Manfred Salzgeber 1993

Moritz de Hadeln appointed Manfred Salzgeber, who had already been involved in the founding of the Forum, as director of the Country Focus. Salzgeber had gone to Amsterdam in the mid-1970s in protest against the increasingly repressive German domestic policies during the “German Autumn”. Moritz de Hadeln convinced him to come back, and assigned him with developing the Info-Schau into an independent programme. Five years later the Info-Schau would become the Panorama, whose profile today still bears traces of Manfred Salzgeber’s vision.

Competition and Forum share equal status

So there were a lot of changes in the 1980 Berlinale. The festival turned thirty, the Forum ten, and while the cooperation between the two main sections of the Berlinale continued to be a work in progress, the conflicts of past years were clearly bearing fruit. The board of trustees recognized the two sections as equal partners. The productive tension between Forum and Competition was increasingly viewed as a mark of quality of the festival. It was positive for both filmmakers and producers that the Berlinale made available “two entirely different modes of presentation in terms of screening conditions and audience expectations”, Ulrich Gregor wrote in his closing report.

In an unusually extensive programme, the Forum showed 94 films in ten rather than the traditional eight days, with an emphasis on documentaries, American independents, Brazilian cinema and experimental films. One of the outstanding films of the Forum this year was also Amor de Perdição | Ill-Fated Love by Portuguese director Manuel de Oliveira, whose impressive work was introduced to the West German public for the first time.

Renate Krößner in Solo Sunny von Konrad Wolf

“Germany – as uninhabitable as the moon, a nightmare” ...

... wrote Wolfram Schütte about Werner Schroeter’s Palermo oder Wolfsburg | Palermo or Wolfsburg, addressing the uneasiness that was expressed in many of the German entries. Schroeter’s film was considered one of the best of the Competition, which otherwise drew mixed reviews. Films by Andrzej Wajda, Marco Ferreri, Zeki Ökten, Helma Sanders-Brahms, István Szabó, Konrad Wolf and Bertrand Tavernier raised high expectations but were not able to convince everyone.
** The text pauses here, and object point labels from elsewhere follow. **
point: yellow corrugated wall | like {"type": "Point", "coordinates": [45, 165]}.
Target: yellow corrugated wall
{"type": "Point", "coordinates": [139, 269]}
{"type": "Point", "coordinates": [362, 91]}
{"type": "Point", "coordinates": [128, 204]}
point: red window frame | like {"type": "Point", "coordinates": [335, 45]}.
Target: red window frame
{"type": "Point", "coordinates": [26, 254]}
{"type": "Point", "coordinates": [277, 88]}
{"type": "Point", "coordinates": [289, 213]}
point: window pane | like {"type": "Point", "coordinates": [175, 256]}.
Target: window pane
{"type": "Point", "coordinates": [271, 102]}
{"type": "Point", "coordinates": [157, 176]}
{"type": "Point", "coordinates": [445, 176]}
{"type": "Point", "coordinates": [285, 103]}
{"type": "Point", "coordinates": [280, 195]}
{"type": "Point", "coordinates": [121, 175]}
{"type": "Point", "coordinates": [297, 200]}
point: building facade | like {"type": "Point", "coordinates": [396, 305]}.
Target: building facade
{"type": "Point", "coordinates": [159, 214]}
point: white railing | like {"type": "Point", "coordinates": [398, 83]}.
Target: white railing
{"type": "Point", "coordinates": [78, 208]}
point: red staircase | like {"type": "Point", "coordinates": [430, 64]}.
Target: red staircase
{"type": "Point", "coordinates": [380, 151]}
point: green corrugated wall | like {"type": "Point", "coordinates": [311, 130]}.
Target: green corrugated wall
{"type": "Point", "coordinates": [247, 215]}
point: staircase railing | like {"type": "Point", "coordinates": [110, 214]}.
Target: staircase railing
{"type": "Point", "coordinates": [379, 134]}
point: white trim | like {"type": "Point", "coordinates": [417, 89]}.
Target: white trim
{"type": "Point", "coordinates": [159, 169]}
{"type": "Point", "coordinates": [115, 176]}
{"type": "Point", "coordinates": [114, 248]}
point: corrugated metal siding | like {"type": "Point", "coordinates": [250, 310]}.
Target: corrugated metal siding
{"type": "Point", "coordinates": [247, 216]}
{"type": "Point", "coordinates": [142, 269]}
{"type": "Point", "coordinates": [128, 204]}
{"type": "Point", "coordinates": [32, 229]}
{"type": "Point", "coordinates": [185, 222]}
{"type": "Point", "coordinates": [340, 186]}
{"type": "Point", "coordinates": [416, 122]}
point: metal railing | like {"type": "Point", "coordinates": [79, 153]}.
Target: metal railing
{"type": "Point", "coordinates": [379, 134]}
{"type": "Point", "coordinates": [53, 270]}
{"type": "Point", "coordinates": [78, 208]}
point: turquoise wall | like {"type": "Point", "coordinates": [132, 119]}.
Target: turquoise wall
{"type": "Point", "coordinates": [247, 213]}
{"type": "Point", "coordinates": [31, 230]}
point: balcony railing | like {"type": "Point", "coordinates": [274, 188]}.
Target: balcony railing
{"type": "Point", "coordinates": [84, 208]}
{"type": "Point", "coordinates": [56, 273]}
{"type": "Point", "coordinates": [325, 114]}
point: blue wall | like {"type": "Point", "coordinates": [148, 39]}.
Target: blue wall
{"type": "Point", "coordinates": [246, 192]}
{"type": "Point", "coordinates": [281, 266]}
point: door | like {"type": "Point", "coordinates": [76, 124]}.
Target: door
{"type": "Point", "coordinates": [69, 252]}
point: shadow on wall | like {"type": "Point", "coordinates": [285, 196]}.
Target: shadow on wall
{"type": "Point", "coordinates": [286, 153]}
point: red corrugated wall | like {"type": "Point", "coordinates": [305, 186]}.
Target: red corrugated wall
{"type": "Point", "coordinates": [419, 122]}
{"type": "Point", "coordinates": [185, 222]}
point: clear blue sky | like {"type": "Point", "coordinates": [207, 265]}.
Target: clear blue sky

Eastern European films drew attention to themselves with their amusing as well as critical tones: Wajda’s Dyrygent | The Conductor, Wolf’s Solo Sunny and Vladimir Menshov’s Moskva slezam ne verit | Moscow Does Not Believe in Tears were among the most discussed films of the year, and the Silver Bear for Renate Krößner in Solo Sunny was fiercely applauded by the audience – Berliners’ notorious irreverence crossed ideological boundaries.

The outstanding film in the Kinderfilmfest this year was the Swedish Jag Är Maria | I Am Maria by Karsten Wedel. In a subsequent assessment, the State Image Archive wrote that the film “made other children’s films in the programme appear oddly childish and silly. These films pass over, cover up or dispel with gags problems that in Jag Är Maria stay real.” The Kinderfilmfest was revising its genre.